A study by Kamar et al.8 showed that only 32% of infected patients presented symptoms, and 60% evolved to chronic hepatitis. The main predictors of evolution were immunosuppression with tacrolimus and low platelet count at diagnosis.1,8 Viral clearance was observed in 30% of patients when the immunosuppressive dose was reduced.8

There are no established recommendations regarding the most appropriate treatment for chronic hepatitis E.6 Additionally, few patient reports have been published—which moreover have been very heterogeneous—thus preventing definitive conclusions from being drawn.

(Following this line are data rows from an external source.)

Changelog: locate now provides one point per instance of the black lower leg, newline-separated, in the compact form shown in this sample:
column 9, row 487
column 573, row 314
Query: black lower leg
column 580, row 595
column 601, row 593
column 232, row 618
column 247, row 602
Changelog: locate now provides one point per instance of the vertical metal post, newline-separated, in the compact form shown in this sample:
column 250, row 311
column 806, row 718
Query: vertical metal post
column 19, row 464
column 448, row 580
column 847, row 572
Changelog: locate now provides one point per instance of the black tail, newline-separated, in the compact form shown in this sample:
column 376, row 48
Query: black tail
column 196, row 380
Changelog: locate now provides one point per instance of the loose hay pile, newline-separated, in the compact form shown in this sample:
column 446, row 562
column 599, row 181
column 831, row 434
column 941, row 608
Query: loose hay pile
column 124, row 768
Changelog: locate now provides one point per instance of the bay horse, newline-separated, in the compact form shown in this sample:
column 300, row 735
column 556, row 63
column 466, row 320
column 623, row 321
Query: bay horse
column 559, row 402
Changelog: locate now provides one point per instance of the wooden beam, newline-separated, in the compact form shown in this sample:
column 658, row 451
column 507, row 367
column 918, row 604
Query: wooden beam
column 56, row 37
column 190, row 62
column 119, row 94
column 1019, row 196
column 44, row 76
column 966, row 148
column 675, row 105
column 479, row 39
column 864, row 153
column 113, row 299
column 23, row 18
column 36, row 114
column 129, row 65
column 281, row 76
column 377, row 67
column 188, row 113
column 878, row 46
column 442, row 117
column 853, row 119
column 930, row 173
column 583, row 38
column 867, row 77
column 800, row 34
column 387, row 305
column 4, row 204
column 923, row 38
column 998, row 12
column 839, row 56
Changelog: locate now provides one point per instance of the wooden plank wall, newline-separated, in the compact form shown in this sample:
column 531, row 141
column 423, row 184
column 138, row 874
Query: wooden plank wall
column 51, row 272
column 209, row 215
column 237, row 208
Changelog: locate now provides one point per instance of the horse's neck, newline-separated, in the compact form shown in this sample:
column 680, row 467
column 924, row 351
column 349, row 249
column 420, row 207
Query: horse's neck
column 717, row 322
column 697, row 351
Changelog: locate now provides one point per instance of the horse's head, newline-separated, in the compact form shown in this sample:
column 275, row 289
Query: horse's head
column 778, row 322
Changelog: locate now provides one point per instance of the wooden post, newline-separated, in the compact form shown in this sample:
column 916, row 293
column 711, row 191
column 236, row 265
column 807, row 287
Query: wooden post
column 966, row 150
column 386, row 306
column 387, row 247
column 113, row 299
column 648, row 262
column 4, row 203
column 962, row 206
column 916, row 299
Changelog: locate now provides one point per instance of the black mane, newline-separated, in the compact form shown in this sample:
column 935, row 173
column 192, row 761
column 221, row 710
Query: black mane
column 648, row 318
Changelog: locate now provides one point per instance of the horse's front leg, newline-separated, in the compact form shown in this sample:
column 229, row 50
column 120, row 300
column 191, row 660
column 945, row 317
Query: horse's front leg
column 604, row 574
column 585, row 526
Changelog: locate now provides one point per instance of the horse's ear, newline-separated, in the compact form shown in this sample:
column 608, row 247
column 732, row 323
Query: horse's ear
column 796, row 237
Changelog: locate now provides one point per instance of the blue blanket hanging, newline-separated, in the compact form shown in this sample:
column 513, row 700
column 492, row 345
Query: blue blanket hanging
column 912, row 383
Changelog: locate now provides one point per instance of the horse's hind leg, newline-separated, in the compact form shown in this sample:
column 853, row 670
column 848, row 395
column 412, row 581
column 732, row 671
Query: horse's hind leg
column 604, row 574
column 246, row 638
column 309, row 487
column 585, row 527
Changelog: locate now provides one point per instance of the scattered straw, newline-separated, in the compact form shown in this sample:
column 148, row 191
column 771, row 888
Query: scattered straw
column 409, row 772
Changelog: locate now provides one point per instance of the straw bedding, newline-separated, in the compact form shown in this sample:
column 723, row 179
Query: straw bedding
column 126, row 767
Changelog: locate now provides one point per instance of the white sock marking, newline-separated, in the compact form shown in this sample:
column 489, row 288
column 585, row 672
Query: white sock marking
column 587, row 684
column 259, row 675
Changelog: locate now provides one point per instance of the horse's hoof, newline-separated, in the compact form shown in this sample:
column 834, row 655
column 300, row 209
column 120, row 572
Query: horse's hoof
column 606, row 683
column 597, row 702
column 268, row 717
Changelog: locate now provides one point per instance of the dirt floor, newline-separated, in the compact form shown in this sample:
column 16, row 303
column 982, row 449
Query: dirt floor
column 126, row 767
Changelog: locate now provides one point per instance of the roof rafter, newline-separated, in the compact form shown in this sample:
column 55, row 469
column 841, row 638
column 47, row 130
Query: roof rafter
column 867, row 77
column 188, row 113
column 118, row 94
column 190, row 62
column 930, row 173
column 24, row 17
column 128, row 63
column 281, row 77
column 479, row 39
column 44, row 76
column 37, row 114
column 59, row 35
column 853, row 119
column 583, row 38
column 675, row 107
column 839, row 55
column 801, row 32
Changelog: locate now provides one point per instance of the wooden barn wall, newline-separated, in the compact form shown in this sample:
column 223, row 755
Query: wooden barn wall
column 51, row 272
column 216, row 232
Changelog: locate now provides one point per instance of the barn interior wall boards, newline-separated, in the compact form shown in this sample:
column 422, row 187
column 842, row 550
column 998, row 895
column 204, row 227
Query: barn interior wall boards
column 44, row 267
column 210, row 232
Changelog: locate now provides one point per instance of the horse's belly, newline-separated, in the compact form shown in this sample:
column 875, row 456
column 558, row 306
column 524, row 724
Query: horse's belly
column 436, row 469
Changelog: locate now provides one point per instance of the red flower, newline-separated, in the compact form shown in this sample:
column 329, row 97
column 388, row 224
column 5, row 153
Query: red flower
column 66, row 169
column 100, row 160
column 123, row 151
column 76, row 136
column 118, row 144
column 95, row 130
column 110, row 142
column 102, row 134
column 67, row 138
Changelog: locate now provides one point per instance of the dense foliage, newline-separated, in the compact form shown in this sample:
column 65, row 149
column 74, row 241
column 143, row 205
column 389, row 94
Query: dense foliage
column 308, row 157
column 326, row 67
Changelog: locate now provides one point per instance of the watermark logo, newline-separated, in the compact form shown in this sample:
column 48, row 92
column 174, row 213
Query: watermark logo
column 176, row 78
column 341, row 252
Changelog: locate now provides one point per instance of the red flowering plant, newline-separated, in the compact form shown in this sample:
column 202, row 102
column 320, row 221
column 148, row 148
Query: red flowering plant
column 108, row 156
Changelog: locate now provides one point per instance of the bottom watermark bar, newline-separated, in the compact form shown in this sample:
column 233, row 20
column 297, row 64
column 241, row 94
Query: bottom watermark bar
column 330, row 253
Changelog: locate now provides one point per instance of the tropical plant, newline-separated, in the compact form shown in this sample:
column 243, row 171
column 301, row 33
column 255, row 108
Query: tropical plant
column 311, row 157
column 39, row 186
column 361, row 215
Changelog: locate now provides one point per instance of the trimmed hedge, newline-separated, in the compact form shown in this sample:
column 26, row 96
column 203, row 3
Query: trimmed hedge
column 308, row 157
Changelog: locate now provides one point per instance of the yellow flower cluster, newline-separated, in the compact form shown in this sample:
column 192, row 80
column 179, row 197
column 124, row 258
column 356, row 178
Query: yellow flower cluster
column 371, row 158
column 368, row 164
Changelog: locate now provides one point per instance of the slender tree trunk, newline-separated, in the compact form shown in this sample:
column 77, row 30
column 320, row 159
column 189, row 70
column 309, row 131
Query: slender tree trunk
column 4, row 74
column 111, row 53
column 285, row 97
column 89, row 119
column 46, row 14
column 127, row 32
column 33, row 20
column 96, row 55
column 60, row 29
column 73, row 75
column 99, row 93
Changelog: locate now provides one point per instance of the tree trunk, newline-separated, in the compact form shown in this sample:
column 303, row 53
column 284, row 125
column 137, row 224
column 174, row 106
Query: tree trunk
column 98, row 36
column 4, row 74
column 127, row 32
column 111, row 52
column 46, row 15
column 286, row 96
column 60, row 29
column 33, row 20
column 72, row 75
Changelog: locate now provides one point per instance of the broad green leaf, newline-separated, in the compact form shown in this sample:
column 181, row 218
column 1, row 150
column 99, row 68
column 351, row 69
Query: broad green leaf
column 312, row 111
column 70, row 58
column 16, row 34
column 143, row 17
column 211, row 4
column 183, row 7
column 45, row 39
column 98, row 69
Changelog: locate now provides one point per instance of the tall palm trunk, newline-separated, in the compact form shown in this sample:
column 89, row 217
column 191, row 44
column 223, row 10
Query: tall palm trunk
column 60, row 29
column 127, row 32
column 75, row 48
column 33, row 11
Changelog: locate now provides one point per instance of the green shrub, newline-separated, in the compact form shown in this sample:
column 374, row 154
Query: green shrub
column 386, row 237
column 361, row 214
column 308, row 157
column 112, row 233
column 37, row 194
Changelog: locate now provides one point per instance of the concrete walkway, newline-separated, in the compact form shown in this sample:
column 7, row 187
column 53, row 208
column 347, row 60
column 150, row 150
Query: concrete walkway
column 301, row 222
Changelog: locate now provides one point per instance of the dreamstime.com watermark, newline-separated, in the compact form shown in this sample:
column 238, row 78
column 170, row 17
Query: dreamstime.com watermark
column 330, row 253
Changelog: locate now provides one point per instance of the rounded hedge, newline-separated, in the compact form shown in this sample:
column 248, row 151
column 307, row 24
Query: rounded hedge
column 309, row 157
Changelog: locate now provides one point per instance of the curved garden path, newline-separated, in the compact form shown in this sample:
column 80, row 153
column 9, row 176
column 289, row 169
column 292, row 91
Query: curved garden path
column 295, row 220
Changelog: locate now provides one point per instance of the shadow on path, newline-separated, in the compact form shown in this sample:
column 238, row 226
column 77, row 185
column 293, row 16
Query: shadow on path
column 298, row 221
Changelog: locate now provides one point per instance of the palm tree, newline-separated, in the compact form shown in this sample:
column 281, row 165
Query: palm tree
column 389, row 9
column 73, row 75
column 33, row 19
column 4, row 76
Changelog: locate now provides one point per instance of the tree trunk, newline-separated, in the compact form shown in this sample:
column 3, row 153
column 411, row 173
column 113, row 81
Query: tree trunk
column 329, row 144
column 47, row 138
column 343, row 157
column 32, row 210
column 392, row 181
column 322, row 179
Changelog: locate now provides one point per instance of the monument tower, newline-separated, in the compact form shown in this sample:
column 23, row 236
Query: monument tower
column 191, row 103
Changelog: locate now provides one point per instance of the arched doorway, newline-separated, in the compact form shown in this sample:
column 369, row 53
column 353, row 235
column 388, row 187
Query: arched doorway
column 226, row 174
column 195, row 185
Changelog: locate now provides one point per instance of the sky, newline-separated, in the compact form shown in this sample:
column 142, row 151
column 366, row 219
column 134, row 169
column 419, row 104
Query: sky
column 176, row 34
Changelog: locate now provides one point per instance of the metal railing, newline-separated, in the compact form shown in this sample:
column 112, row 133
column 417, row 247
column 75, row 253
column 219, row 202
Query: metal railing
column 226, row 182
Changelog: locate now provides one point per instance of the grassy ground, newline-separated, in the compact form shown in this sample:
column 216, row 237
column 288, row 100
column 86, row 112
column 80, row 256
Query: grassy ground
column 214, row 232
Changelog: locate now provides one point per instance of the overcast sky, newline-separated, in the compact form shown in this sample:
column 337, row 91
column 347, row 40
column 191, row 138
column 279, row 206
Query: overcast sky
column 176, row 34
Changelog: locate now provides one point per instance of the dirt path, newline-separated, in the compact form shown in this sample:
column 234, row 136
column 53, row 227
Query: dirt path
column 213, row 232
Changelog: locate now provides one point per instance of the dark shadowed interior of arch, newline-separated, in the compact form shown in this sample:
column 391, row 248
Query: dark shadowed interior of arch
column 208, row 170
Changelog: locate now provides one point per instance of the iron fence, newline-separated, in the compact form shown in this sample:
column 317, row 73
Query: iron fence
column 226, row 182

Progression to chronic hepatitis is more common the higher the dose of immunosuppressive treatment.6 For this reason, dose reduction of immunosuppressive therapy is recommended as a first therapeutic step, when possible.8,9

The most widely recommended treatment options are pegylated interferon alpha-2a or 2b (Peg-IFN) and ribavirin as mono- or combination therapy,9,10 although neither the optimal dose nor the duration have been clarified. No statistically significant differences are observed when both treatments are compared. Peg-IFN alpha increases the risk of rejection in kidney and heart transplant patients, and should be used with caution in these cases.1 Several studies support the use of ribavirin in chronic hepatitis in solid organ recipients4 and haematologic malignancies, but relapses have been described following discontinuation of treatment.4,9

Mallet et al.10 and Kamar et al.4 presented a series of solid-organ transplant recipients with chronic HEV infection. Patients were treated with ribavirin as monotherapy (12mg/kg/day or 600mg/day for a mean of 3 months) without reducing the immunosuppressive dose. Viral clearance was observed in 95% of the patients and a sustained virologic response in 78%.4 Although the data are limited, these studies show that ribavirin as monotherapy may be useful in chronic HEV infection as a first therapeutic option in patients who are not candidates for immunosuppressive dose reduction. Three months appears to be the appropriate time for maintaining treatment and assessing the virologic responses. In our patient, this therapeutic approach achieved a good outcome. The presence of HEV should be evaluated in patients with chronic liver disease of unknown aetiology, especially in immunosuppressed subjects, although further studies are required before this can be recommended systematically.